El truco barato de los libros sin pretensiones
Juzgar una obra en función de lo que pretende su autor es como juzgar moralmente a alguien en función de los supuestos valores de su tiempo
Toda estética es una antigua ética, de acuerdo. Pero la eterna tensión entre arte y moral siempre suele abordarse por el lado grave: ¿qué hacemos con los genios infames? Hay sin embargo un lado leve en el que confluyen, y cada vez más, los juicios sobre el comportamiento y sobre la creación. La idea de que no debemos juzgar actos del pasado (por ejemplo, un auto de fe) con parámetros éticos actuales sino con los “de su tiempo” tiene su correlato estético: debemos evaluar una obra en función de las pretensiones de su autor (por ejemplo, una novela de género). No hay que exigirle más.
Ambas ideas son erróneas. La primera por falsa; la segunda, porque es un truco para evitar la crítica. La primera es falsa porque el progreso moral se produce justamente gracias a que alguien se salta los parámetros “de su tiempo”. La esclavitud, el colonialismo, el racismo, el machismo y la homofobia han sido y son de su tiempo, es decir, productos de ciertas sociedades con ciertas mentalidades. ¿Es eso un atenuante? Podríamos concederle ese beneficio si no hubiera habido en “su tiempo” personas que se rebelaron contra ellos. Si una mente humana en un momento concreto concluye que algo va mal en lo que piensa la mayoría, cualquier otra mente humana puede llegar a la misma conclusión. Si Bartolomé de las Casas pensó que los pueblos originarios de América tenían derechos, su coetáneo y rival Ginés de Sepúlveda, con formación muy parecida a la suya, podía haber pensado algo similar. Defender que solo uno de los dos era de su tiempo parece una coartada ideológica para justificar el presente, no una razón para entender el pasado.
En el terreno artístico, la coartada son las pretensiones del autor. En ese caso, para orientar (o teledirigir) la interpretación y, sobre todo, el juicio. De hecho, el mecanismo es más bien el contrario del que se cree: toda obra genera sus pretensiones, no al revés. Jorge Wagensberg decía que lo demasiado previsible produce aburrimiento y lo demasiado imprevisible, frustración: por eso es difícil ganarse a un niño con una nana dodecafónica. Por supuesto que eso que llamamos literatura o cine de género puede producir obras maestras, pero la propia etiqueta supone una convención, eso tan unido a lo convencional y que el diccionario describe como “norma o práctica admitida tácitamente”, algo que “responde a precedentes o a la costumbre”.
Admitido, precedente y costumbre son tres términos que pocos artistas y escritores asocian a su trabajo. Acogerse a ellos es saltar con red. Ninguna gran obra deja el código en que fue creada igual que lo encontró.

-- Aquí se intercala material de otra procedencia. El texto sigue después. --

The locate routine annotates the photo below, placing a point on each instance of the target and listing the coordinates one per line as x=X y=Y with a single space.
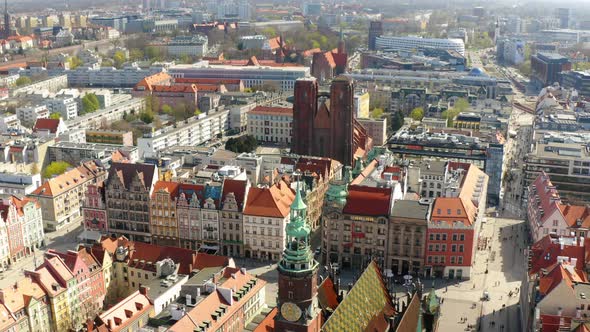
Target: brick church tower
x=324 y=124
x=299 y=310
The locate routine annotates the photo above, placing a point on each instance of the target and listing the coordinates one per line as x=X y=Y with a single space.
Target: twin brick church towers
x=298 y=305
x=324 y=123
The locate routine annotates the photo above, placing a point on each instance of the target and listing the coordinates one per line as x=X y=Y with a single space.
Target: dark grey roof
x=410 y=209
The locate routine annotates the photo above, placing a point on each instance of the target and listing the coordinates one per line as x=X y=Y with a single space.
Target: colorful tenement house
x=454 y=224
x=265 y=217
x=61 y=197
x=94 y=209
x=555 y=282
x=298 y=305
x=128 y=191
x=27 y=303
x=233 y=197
x=90 y=281
x=22 y=226
x=547 y=214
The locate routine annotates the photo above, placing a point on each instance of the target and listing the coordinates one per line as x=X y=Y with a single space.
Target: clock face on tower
x=290 y=311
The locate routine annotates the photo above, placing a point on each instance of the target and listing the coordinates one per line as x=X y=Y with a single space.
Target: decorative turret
x=298 y=256
x=358 y=168
x=338 y=191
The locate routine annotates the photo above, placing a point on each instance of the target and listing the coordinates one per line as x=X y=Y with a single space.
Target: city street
x=62 y=240
x=497 y=271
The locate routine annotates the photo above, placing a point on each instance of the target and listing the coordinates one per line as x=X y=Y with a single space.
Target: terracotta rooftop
x=453 y=209
x=266 y=110
x=368 y=201
x=202 y=312
x=558 y=273
x=270 y=202
x=125 y=312
x=148 y=82
x=185 y=88
x=238 y=188
x=187 y=259
x=167 y=186
x=543 y=254
x=68 y=180
x=50 y=125
x=126 y=171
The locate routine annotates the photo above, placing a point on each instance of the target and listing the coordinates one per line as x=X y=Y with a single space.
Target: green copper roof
x=298 y=203
x=433 y=302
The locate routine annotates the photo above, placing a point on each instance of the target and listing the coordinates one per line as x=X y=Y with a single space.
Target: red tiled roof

Tal vez sea la gran diferencia entre arte y entretenimiento. Todos nos aburrimos, todos necesitamos desconectar. También cantamos nanas para dormir a los niños, pero no juzgaríamos la belleza de una canción por sus virtudes como somnífero. ¿Que una novela consigue lo que pretende? Pues que pretenda más. O que se resigne a ser juzgado como libro sin pretensiones. Y sin consecuencias.